Para uma das organizadoras do evento, Vilma Borges, a visita ao Jardim Botânico deu continuidade à programação ‘light’. “A hospedagem no seminário Santo Antônio de Agudos e a visita ao Jardim Botânico teve a intenção de transmitir paz interior aos participantes do encontro. Pessoas que convivem com a correria das grandes cidades e com o estresse diário que permeia a vida dos jornalistas.”
A jornalista de Jaú Adriana Roveroni ficou maravilhada com o ambiente. “Não conhecia o Jardim Sensorial. Sentir o perfume das plantas nas mãos nos remete a lembranças. É uma sensação única. O Jardim Botânico também é um espaço onde pode ser realizado um aniversário, um piquenique, isso é muito bom.”
Karina Duque Estrada, jornalista carioca, veio pela primeira vez ao Estado de São Paulo e ficou encantada por Bauru. “Eu gostei do Jardim Botânico. Tenho um contato muito especial com as plantas. Descobri uma temperatura diferente onde as plantas crescem em tempos diversos.”

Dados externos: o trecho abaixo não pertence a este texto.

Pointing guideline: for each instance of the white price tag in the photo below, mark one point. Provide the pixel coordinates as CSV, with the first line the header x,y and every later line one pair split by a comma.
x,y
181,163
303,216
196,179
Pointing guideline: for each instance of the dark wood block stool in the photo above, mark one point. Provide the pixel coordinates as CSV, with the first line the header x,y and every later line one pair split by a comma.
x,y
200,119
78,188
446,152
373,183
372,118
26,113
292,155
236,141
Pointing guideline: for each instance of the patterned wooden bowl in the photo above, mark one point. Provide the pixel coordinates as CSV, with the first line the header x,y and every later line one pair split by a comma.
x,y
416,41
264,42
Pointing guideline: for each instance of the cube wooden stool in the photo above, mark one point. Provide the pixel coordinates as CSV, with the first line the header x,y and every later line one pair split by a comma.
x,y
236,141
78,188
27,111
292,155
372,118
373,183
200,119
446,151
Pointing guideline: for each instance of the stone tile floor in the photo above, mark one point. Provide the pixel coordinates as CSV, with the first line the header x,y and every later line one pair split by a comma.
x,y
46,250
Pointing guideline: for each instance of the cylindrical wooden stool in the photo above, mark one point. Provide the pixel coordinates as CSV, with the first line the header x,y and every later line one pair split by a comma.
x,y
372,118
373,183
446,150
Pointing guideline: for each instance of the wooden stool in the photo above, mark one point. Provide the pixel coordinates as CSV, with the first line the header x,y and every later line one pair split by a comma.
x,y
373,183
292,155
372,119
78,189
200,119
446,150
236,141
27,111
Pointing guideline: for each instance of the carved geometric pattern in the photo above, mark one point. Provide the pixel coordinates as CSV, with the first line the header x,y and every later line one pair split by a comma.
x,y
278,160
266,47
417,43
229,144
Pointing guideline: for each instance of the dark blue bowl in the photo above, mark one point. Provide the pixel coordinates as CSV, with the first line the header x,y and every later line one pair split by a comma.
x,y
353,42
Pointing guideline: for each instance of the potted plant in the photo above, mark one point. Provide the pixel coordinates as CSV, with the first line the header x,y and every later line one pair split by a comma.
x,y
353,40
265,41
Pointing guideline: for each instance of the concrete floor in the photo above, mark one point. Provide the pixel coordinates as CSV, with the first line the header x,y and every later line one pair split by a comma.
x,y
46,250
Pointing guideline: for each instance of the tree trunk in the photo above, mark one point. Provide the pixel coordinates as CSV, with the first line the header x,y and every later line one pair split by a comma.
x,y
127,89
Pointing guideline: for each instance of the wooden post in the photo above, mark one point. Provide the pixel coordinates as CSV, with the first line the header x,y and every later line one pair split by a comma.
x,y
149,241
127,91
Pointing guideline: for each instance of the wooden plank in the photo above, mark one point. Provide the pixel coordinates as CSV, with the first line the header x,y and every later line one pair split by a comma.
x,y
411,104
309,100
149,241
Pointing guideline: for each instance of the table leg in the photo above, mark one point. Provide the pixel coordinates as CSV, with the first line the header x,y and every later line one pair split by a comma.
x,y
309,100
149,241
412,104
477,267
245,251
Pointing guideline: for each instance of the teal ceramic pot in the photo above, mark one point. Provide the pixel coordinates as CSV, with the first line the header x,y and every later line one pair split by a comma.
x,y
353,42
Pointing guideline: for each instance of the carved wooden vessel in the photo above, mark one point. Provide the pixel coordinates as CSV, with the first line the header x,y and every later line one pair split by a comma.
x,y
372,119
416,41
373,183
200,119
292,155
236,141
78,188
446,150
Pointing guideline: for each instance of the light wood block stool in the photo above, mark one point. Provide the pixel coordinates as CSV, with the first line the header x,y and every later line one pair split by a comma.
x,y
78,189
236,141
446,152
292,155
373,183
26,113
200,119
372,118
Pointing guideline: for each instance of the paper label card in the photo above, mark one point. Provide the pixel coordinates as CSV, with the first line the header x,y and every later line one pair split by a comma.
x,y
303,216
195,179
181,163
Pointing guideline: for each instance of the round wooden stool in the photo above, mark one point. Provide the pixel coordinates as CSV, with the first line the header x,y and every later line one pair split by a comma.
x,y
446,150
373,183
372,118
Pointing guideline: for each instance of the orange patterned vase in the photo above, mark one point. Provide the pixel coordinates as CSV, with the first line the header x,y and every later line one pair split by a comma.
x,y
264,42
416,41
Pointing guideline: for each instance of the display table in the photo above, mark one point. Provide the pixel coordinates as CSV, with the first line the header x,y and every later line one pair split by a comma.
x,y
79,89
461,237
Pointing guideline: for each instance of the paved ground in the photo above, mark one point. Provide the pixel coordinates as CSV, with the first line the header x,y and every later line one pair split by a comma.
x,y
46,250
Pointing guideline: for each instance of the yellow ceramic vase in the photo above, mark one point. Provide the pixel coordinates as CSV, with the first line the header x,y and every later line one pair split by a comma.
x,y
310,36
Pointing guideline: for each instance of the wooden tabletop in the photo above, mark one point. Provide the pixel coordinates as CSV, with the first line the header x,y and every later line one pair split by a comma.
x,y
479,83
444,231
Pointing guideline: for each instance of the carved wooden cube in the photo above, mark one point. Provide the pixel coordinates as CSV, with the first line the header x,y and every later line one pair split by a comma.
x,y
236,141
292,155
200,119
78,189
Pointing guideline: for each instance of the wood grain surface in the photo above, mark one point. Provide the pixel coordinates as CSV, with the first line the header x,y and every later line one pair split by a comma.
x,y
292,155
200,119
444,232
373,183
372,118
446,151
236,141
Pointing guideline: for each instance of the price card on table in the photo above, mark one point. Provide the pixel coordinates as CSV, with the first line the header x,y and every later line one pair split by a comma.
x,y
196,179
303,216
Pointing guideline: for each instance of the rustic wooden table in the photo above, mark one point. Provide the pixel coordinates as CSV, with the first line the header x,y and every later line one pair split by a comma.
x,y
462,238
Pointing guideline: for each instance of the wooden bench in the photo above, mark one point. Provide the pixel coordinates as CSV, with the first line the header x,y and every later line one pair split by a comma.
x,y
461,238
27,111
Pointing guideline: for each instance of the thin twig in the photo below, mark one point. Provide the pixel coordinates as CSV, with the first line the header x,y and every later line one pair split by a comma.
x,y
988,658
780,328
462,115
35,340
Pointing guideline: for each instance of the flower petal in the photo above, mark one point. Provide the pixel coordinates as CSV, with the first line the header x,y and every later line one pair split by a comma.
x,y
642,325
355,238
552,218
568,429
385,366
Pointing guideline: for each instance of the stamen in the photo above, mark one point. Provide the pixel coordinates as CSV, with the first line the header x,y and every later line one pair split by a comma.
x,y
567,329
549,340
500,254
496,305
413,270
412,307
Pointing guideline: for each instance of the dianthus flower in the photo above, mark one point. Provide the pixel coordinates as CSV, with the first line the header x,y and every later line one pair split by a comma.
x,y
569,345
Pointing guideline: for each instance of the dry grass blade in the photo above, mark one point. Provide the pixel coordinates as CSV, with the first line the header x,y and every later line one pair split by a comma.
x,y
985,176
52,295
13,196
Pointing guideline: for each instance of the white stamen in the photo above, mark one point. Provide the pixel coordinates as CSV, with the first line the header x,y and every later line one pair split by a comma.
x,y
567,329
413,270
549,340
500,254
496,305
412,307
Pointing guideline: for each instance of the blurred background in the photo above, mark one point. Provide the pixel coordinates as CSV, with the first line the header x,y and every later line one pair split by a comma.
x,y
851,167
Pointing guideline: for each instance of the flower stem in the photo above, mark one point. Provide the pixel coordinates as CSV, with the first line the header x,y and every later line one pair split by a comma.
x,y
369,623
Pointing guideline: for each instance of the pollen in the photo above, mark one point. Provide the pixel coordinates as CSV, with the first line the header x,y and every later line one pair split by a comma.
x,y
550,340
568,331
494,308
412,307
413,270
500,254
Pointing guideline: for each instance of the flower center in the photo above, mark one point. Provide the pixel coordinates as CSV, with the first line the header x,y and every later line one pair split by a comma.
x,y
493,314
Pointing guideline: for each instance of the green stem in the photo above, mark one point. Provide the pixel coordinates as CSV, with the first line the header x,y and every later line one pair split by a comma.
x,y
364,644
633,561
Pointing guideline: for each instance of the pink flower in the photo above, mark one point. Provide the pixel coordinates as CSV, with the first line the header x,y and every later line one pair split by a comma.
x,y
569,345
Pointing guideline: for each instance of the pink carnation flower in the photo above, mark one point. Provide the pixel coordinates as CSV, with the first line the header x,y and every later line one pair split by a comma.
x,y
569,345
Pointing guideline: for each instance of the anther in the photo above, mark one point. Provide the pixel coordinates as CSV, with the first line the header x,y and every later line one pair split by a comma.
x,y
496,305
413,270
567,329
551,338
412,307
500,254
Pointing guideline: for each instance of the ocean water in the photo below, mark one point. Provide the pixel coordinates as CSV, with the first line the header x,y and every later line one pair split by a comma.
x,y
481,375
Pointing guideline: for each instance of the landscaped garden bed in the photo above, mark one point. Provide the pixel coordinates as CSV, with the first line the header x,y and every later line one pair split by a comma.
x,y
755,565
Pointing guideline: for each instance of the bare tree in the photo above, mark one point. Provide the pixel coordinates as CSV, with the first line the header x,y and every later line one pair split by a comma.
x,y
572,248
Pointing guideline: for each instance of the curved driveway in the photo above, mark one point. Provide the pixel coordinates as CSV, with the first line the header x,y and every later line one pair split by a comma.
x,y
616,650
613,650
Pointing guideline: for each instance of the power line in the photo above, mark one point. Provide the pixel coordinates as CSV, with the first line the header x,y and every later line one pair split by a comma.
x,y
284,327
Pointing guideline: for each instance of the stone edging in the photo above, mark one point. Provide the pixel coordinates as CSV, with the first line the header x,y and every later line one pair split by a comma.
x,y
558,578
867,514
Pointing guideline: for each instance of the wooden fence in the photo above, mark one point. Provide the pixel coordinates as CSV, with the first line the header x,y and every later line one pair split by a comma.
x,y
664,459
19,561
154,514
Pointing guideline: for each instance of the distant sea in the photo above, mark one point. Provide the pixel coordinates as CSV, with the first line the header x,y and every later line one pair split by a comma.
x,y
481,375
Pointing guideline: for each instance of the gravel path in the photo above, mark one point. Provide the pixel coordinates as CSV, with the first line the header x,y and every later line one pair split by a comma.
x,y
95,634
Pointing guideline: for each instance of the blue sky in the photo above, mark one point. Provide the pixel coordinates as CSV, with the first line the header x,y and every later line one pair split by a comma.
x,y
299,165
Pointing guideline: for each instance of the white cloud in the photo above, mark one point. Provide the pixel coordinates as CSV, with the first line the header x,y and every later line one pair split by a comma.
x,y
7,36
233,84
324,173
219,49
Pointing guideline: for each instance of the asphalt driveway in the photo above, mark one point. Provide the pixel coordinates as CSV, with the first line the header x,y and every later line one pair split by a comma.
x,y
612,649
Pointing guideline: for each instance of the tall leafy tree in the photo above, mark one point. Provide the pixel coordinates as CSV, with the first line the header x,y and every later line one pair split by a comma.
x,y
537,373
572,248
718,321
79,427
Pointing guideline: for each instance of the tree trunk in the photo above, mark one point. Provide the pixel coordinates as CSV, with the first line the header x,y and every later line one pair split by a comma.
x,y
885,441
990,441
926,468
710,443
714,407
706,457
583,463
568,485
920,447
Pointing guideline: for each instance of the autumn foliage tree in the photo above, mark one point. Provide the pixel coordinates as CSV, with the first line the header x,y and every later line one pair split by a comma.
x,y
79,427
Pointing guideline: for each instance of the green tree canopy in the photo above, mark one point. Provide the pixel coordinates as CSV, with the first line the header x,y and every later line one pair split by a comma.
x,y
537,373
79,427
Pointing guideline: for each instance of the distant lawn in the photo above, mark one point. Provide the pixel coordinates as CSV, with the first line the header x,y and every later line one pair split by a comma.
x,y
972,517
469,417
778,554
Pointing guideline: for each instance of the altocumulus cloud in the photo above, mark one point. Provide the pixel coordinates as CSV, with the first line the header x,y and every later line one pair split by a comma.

O jornalista de Goiânia Hércules Dias ficou impressionado com a quantidade de variedades de plantas. “O Jardim Medicinal e Sensorial é um toque mágico. Gostei de saber e conhecer uma planta, a catinga da mulata que é uma planta afrodisíaca , segundo o guia que estava no acompanhando,” disse.
Mariza Torelli de São Paulo ressaltou a importância de poder tocar nas plantas: “Sentir a textura, o odor. Temos plantas que exalam perfumes e as curativas. É muito importante que as crianças conheçam esse espaço, as plantas merecem respeito e cuidados.” Torelli lembrou que um trabalho dela feito durante 30 anos, junto à Associação de Orquidófilos de São Paulo, garantiu que seu nome fosse dado a uma orquídea. “Um produtor desenvolveu durante 4 anos uma espécie registrada em Londres como Mariza Torelli, portanto eu sou uma orquídea.”
Método de percepção
A terapeuta e presidente do Conselho de Ética da Abime São Paulo e Brasil, Iara Guilherme, explicou que dentre os métodos que usa para expandir a percepção de crianças e adultos com problemas comportamentais utiliza as plantas. “Gostei muito da experiência aqui porque não é só absorver o mundo através dos olhos, mas também através de todos os sentidos. Esse espaço dá oportunidade para todas as pessoas sentirem as plantas medicinais.”